Scott Bemand’s tenure as Irish Women’s Rugby Head Coach got off to the perfect start in Dubai last Autumn as his team went on to win the inaugural WXV 3 competition.

They had a clean sweep of victories on their way to the title. They kicked things off with a 109-0 win over Kazakhstan. It was Ireland’s biggest ever score and try haul (17) in a 15s Test match, male or female. Hooker Sarah Delaney getting the penultimate try on her international debut. They followed that win up with a dominant 64-3 victory over Columbia in Round 2.

Bemand’s charges had a winner-takes-all clash with Spain. The Spaniards were only two places below Ireland in the world rankings in 12th before the game. Despite trailing 13-3 at the break, Ireland dug deep in that second half to muster up a comeback. Their trusty lineout maul did the damage for tries from Grace Moore (60 minutes) and Neve Jones (72), edging their way to a 15-13 win.

Ireland Co-Captain for the tournament, Edel McMahon explained how collecting silverware was always their target.
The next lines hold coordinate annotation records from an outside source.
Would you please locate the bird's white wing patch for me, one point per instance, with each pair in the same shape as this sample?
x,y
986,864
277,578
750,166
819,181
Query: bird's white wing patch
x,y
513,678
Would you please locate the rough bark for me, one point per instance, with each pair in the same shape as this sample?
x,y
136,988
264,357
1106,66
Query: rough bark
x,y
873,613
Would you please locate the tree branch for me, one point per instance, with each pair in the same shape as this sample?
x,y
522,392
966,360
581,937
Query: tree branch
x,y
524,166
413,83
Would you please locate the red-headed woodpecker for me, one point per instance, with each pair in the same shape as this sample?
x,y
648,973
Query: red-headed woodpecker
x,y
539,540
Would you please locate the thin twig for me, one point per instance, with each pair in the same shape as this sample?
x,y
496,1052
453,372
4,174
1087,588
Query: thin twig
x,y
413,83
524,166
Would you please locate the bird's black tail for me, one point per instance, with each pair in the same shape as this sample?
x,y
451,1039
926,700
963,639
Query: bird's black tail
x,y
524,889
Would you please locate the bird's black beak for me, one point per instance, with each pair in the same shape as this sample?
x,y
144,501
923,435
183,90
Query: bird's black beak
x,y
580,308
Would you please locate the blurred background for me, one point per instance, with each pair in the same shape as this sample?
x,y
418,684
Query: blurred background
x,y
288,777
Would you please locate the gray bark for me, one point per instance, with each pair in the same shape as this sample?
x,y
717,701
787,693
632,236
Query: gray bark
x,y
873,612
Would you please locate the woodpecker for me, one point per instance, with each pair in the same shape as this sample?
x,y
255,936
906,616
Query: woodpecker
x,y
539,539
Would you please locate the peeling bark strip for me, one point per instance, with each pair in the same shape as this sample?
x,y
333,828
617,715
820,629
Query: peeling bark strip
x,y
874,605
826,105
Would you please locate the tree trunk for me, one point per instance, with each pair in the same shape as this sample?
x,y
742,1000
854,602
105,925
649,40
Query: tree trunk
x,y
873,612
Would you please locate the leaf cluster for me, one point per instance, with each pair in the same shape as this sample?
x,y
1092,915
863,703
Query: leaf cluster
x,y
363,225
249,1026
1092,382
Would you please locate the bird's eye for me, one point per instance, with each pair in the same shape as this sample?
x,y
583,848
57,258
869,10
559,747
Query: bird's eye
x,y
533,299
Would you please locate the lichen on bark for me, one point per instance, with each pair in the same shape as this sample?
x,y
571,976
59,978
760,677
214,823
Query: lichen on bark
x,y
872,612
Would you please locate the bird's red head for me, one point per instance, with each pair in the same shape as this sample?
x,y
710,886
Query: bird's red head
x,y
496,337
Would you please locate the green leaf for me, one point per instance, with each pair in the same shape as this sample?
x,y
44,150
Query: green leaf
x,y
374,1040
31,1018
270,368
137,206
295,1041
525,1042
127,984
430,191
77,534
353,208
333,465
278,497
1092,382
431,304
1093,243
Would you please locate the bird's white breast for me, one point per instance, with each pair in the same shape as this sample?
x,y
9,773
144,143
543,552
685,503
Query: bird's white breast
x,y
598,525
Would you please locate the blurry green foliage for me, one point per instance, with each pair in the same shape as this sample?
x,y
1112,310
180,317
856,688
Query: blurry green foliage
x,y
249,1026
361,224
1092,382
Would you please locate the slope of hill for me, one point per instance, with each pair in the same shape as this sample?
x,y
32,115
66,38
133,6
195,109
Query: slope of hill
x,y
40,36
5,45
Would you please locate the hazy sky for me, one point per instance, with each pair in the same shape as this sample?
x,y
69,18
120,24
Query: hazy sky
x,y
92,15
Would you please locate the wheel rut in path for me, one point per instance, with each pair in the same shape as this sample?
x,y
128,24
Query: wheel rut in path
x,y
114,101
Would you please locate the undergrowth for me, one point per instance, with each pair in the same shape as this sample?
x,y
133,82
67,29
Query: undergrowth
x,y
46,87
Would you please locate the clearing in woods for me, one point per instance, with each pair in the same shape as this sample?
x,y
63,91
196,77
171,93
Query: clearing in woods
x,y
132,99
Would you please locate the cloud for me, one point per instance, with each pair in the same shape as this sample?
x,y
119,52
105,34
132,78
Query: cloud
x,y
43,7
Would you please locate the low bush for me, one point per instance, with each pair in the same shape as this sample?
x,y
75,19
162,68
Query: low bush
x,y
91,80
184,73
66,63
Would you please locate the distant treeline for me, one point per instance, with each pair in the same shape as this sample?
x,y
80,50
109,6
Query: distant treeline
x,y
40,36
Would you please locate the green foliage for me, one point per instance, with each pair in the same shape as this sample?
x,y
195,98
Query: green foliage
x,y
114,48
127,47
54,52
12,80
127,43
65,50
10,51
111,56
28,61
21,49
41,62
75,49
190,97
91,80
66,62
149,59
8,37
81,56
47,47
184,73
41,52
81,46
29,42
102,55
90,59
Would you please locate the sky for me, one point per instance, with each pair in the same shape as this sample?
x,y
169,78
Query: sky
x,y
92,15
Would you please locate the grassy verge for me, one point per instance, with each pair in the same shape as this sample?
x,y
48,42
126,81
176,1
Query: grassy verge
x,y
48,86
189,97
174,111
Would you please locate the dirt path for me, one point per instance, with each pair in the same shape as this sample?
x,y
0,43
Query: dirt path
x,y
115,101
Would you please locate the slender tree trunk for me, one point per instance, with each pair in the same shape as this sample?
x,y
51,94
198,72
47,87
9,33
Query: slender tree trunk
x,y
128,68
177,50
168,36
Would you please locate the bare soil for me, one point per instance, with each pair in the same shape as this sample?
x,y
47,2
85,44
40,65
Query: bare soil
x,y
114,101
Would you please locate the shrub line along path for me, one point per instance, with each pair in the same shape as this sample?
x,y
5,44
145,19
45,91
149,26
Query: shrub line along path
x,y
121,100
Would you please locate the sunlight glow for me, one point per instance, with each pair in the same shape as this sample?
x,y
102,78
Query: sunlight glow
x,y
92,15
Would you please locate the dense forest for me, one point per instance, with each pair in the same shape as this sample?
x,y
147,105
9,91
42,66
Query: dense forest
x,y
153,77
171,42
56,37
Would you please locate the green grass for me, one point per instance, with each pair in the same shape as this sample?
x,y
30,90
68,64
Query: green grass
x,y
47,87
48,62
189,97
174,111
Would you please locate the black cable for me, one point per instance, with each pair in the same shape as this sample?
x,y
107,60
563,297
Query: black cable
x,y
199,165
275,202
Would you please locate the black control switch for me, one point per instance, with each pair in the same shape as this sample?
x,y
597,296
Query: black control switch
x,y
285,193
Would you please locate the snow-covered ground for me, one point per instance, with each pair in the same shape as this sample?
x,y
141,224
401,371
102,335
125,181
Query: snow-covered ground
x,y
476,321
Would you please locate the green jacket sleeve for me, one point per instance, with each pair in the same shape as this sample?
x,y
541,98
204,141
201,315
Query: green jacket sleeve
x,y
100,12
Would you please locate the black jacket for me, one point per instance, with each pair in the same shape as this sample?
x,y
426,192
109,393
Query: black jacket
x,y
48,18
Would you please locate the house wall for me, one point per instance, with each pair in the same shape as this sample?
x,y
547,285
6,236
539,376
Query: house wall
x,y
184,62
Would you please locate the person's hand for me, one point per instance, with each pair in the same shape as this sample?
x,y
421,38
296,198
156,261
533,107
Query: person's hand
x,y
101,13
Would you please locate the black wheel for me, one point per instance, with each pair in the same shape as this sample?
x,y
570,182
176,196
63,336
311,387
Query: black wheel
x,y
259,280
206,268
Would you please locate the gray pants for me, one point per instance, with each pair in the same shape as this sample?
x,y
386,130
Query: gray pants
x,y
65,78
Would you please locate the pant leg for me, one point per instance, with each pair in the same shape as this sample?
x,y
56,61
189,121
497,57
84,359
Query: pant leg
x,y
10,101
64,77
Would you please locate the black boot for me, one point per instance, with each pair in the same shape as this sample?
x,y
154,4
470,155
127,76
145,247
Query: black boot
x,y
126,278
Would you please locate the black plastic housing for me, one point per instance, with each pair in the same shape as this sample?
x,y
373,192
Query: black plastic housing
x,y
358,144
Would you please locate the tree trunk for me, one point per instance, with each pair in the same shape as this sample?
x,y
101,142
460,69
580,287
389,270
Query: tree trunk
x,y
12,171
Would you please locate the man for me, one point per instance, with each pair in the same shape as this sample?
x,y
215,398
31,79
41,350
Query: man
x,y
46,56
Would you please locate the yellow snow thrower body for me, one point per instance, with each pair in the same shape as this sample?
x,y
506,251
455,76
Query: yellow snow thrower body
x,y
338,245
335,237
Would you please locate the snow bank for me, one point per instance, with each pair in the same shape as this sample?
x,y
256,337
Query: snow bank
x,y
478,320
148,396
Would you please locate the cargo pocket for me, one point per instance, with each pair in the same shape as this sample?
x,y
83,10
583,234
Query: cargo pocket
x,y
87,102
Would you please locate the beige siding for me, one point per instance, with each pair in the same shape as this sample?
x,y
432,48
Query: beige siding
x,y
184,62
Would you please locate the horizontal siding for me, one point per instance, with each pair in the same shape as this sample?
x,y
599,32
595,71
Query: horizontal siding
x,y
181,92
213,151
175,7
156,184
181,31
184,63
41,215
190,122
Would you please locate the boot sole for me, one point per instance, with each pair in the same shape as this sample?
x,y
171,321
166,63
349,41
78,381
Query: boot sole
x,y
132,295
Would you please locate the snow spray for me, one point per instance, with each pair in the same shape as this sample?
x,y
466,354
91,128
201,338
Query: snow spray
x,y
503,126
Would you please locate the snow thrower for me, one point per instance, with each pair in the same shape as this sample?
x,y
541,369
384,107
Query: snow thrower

“Winning the title was our main objective. It was the competition we found ourselves in and that’s just the way it was. Our target was to come away with three wins, to achieve that was massive for us in terms of growing our confidence and seeing out a plan especially with Scott (Bemand) and the new coaching team in place.

“We got the opportunity to figure out what was working for us as a team. We got to lay down the foundations of the training identity he wanted us to play. We’ve got the chance to build on all of that for the Six Nations in the coming months. It was a good opportunity to get familiar with players and staff”.

Bemand has plenty of young talent at his disposal. The youthfulness of the squad is one of the key positives moving forward into the future. His touring party for the WXV 3 campaign included seventeen players aged between 18-23.

Fifteen of them began the tournament with seven caps or less, and five went on to make their international debuts across the first two rounds – Eimear Corri, Megan Collis, Sarah Delaney, who only turned 19 in December, Fiona Tuite and Clara Barrett.

Ireland v Spain: WXV 3 2023

Edel McMahon and Sam Monaghan of Ireland lift the WXV trophy following the WXV 3 2023 match between Ireland and Spain at The Sevens Stadium on October 28, 2023 in Dubai, United Arab Emirates. (Photo by Christopher Pike – World Rugby/World Rugby via Getty Images)

“It was great that these girls were able to come into an environment where we were winning. It might have been challenging for some players who made their debuts over the last few years, they weren’t maybe successful experiences which can be tough.

“These new players have had that chance to grow their confidence by coming into a team that is winning and achieving success,” explained the Exeter Chiefs Women’s backrow.

“It gave those girls a chance to make a debut that they’ll remember. It was an excellent opportunity for them.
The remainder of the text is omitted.